An agent with tool access can genuinely break something — delete a file, send an email, spend money. So guardrails are not an add-on; they are part of the architecture.

• Limits — a maximum step count, a token budget, a timeout;
• Tool validation — every call checked on the code side (e.g. by schema) before anything runs;
• Least privilege — the agent gets access only to what it truly needs, never to the production database “just in case”;
• Human in the loop — irreversible or costly actions require human approval before they execute.

Human in the loop is not distrust of AI — it is the same principle you apply to a production deploy or a database migration. The higher the stakes and the harder the effect is to undo, the closer a human should stand to the decision.

Agent or a plain script

The most important decision is made before you write a single line. The mental model is simple: if the steps are known up front and do not change — write a script. A script is cheaper, faster, deterministic, and easy to test.

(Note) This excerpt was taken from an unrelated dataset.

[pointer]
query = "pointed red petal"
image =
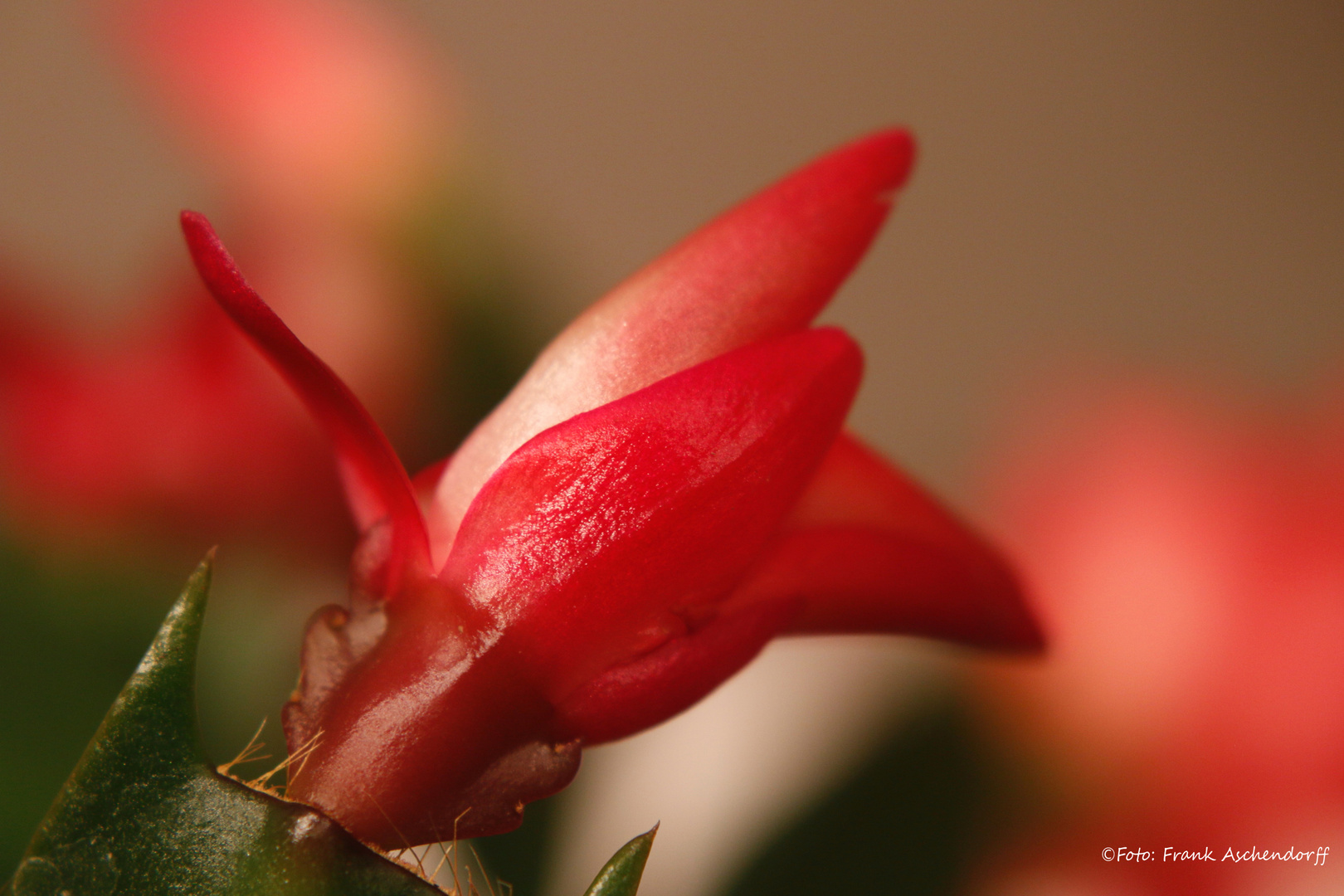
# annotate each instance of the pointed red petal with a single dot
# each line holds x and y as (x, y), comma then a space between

Reach for an agent only when the path to the goal is not known up front, when each step depends on the result of the previous one, and the number of branches is too large to hard-code. In other words: an agent is a tool for uncertainty, not for repetition. If you can draw a flowchart of the task, a script is almost always better. If the chart has a hundred paths and half of them depend on the content of the data — that is fertile ground for an agent.

TL;DR

An agent is an LLM plus tools plus a loop plus memory — something that acts, not just answers. The heart is the perceive–plan–act–observe loop; function calling gives it hands, but your code runs the tool, not the model. Start with ReAct and a single agent, let a vector store handle knowledge beyond the context, and lean on MCP to standardise tools. Agents shine at research, coding, and operations, but fall apart over long horizons through error compounding and cost. Wrap them in limits and a human in the loop for irreversible actions. And if the steps are known up front — write a script, not an agent.